THE IMPACT OF INTRODUCTION OF GLOBAL SYSTEM FOR MOBILE COMMUNICATION (GSM) ON THE NIGERIA ECONOMY, A RESEARCH PROJECT TOPIC ON MASS COMMUNICATION
1.1 Background of the Study
It a crystal clear that without communication, there would be no society. Communication gives room for peaceful co-existence among human being. That is why there are series of school of thoughts on the concept of communication. Development and growth of any country depends on the mode of communication of international relations, that is why most countries of the world has its own official language. This shows that communication is pertinent in all human activities and development.
Communication has been defined variously by academic scholars and students, but the older meaning of the term in English can be summarized as passing of ideas, information and attitudes from person to person.
Prior to the emergence of the Global System for Mobile Telecommunication (GSM), table telephone and cellular phones existed in Nigeria. The telephone industry was monopolized by the government during pre-liberalization period at it was thought that only the government had the funds to develop the nation’s telephone infrastructure. Before independence in 1960, telephone access was first developed in 1886 to provide a telecommunication links between British Colonial administration in Nigeria and their home country, Britain (Ajayi, Salawu and Raji, 1999). Thus, telephone access was severely limited to these few administrators.
The world is fast becoming a global village and a necessary tool for this process communication, of which telecommunication is a key player. The quantum development in the telecommunication industry all over the world is very rapid as one innovation replaces another in a matter of weeks. A major breakthrough is the wireless telephone system, which comes in either fixed wireless lines or the Global System for Mobile Communication (GSM) (Wojuade 2005).
History of GSM in Nigeria
Global System for Mobile Telecommunication (GSM) was recommended to the Military administration of General Abdulsalam Abubakar which caused Nigerian Communication Commission (NCC) to grant licenses to Celia Motophone Limited, Mobile Services Limited and United Networks Limited and they were charged to provide GSM network services in Nigeria.
However, the Olusegun Obasanjo administration in 1999 tagged the exercise fraudulent, revoked the licenses and introduced the telecommunication policy which empowered the Nigerian Communication Commission (NCC) to re-organize, auction and issue fresh licenses to successful companies who could provide for Nigerians an efficient and cost effective telephone system.

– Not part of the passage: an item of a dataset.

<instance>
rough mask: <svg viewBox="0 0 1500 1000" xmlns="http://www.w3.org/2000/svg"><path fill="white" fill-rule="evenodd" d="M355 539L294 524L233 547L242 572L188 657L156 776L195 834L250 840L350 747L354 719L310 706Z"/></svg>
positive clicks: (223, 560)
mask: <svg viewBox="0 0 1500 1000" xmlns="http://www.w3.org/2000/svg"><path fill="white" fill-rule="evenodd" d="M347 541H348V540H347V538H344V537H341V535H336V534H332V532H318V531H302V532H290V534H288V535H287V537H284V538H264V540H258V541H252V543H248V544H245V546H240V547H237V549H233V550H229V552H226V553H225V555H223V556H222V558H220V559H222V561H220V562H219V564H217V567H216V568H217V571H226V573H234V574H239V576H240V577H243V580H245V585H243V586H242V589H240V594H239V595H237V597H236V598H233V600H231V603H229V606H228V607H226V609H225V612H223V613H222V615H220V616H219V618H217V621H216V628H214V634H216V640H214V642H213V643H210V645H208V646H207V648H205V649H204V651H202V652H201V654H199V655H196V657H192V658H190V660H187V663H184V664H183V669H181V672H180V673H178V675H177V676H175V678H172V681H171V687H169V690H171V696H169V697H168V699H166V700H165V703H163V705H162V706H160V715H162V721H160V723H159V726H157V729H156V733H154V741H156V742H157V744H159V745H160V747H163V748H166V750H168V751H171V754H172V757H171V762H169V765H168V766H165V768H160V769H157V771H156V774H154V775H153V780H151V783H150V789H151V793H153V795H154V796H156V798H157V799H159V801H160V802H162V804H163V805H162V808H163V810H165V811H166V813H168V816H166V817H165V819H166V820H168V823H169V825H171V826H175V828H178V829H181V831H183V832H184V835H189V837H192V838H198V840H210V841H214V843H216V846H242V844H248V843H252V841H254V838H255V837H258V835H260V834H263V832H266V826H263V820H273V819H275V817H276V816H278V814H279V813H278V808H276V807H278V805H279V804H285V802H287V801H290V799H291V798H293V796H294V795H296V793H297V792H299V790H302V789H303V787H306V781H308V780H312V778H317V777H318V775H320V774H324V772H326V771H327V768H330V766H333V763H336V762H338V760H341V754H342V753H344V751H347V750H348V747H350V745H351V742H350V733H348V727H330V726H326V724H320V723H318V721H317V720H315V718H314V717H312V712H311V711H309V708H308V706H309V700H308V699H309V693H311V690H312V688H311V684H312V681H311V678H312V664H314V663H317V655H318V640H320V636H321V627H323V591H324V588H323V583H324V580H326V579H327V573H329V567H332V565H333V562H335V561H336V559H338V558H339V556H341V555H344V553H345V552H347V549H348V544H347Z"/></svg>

After rigorous bidding and payments of license fees of $285million, three companies, Nigeria Telecommunication plc (NITEL), MTN Nigeria and Econet Wireless were granted Digital Mobile Licence (DML) on 23rd March, 2001 with 90days deadline to start operation, operating license validity of 15years, five years exclusivity period, dual band frequency assignment, a waiver of annual operating levy (not more than 25percent of annual turnover) direct international access for the first year of operation, direct international access for own subscribers to facilitate roaming. Thus, on 7th August, 2001, Econet Wireless (now Airtel) commenced operations for GSM Services in Nigeria, followed by MTN, Nitel, Globalcom and recently Etisalat.